If you stepped futher back (almost into the street) the incongruity hit you harder. On one side of the home he had attached a tile of "The Immaculate Conception" to the wall. On the other side, there was a tile of Cuba's Patron Saint, the "Virgin of Charity."

This Thanksgiving, I went to visit him under very different circumstances. It was the first time I had seen my dad since my heart attack in May. He embraced me tightly and whispered in my ear, "so glad you're with us, son." He led me to my mother's room. She smiled broadly as I walked toward her. I felt myself beginning to cry. She looked so frail and weak. She weighed about 90 pounds. My mom seemed like she was disappearing before me. But then I looked into her eyes. Although she didn't recognize me, her face brightened. It was still my same beautiful mom. Alzheimer's could not change that. I turned to dad. I asked him why he had not put up Christmas decorations. "I'm a little behind this year," he said. "But soon, soon," he added. My mother's illness has worried him. It has slowed him down a bit. But this is a man who has always rallied for Christmas. A few days later, my brother sent me photographs of my dad's Christmas display. There were all the familiar Santas and snowmen and penguins, too. He waited this year but I didn't question why. Dad always knows best.

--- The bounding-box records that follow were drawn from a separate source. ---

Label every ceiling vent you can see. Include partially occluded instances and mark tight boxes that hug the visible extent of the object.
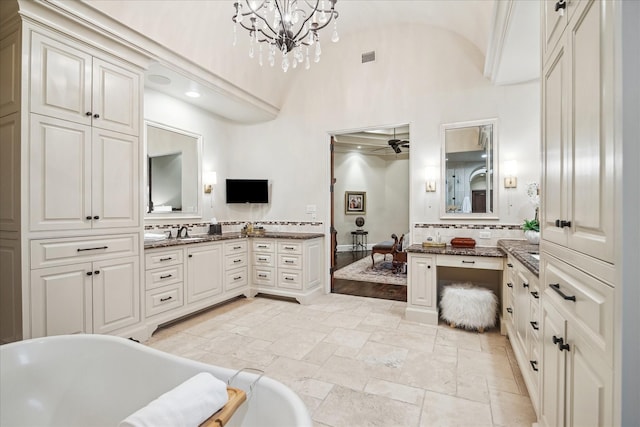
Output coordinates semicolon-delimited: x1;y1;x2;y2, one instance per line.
362;50;376;64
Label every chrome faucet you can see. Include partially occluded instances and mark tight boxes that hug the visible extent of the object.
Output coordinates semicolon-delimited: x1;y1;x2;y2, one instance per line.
176;225;189;239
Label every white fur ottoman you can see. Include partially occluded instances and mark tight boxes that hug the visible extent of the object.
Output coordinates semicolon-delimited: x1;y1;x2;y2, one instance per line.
440;283;498;332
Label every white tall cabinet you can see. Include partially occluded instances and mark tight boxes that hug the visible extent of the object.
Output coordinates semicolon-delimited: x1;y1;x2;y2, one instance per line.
538;0;621;426
0;2;148;342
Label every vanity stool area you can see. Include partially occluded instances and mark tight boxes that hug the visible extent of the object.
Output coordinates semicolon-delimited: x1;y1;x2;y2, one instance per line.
405;239;541;413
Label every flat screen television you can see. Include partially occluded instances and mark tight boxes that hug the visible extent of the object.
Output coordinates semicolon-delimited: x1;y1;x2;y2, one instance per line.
227;179;269;203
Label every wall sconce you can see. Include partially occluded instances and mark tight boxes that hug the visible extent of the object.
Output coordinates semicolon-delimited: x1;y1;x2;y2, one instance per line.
504;160;518;188
202;171;218;194
425;166;438;193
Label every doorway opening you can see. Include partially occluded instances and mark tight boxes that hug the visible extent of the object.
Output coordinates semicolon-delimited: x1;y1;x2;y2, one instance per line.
330;124;411;301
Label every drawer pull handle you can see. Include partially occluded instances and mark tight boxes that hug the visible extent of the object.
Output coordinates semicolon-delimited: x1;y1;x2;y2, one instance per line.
529;322;540;331
549;283;576;302
78;246;109;252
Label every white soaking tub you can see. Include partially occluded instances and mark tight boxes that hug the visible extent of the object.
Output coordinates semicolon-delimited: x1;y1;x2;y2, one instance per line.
0;335;313;427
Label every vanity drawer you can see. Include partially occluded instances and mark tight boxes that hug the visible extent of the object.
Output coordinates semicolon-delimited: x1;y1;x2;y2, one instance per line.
253;253;275;267
436;255;504;270
253;267;276;288
144;249;184;270
278;270;302;289
253;240;276;253
146;283;183;317
224;267;249;291
278;254;302;269
278;242;302;254
542;257;614;363
224;240;247;255
225;253;247;269
31;234;140;268
145;264;184;290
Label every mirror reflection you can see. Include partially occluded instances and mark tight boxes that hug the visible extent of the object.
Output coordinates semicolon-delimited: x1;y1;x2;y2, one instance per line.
145;122;202;217
442;120;497;217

During these tough times, when many of us are hurting economically, it can be difficult to get into the spirit of Christmas. We are especially saddened as a nation by the tragic and senseless shooting in Newton, Conn. So many innocent lives were lost. And so many families will experience a tragic holiday. But there is still hope. The Christmas spirit cannot be extinguished. It is there in what we give others. It is there in the love we show our children, godchildren, family and friends. It is there in the lessons we teach. We are living examples. The spirit of Christmas may strike you in the sound of a child's laughter as he stands in line to see Santa at the nearest mall. Or the spirit of the holiday might fill your heart as you gaze in wonderment at decorations that may seem ridiculous but are really sublime. I know one thing, My father's face is filled with the spirit of Christmas. So there is no excuse to withdraw from the hub-bub and whirlwind of this special holiday. There can be no Bah Humbug! As cars drive up Hialeah's 62nd Street, they can see my dad's proudly decorated home, even from a distance. It shines bright like a star on top of a Christmas Tree -- as bright as a star over a manger in Bethelem. Tacky, you say. Incongruous? Perhaps. But my father understands the holiday. It lives in his heart. And he's taught me to make it live in mine.

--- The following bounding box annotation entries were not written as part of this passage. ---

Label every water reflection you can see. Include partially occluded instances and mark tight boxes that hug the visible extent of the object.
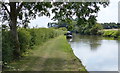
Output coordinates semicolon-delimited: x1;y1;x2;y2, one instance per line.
68;34;118;71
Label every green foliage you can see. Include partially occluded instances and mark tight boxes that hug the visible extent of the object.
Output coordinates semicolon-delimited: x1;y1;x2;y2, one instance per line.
2;31;13;62
90;24;103;35
18;28;31;53
2;28;64;62
59;27;67;31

And so that evening, Christmases ago, I arranged my "dad-like" setting of improbable Christmas figures and ornaments atop a round table, and tried to be as careful as my father. In the middle, I placed a large, cobalt blue vase filled with branches of red berries. Next to that, I put an angel dressed in blue with a glittery silver crown and beside her, a nutcracker prince. Laying up against the vase was a large Christmas ornament of Chiquita Banana. And in front of them all, a figurine of the Baby Jesus lying in a manger. Two little stuffed pets -- doggies wearing Santa hats -- stood guard. "Silent Night" played on the stereo. On that night ,it hit me: the Christmas spirit! It was there. It was really there. And it's here this Christmas too -- for all of us -- if we just open our eyes and our hearts. These are precious lessons learned from a Santa-like father at Christmas time. And these are lessons I cherish.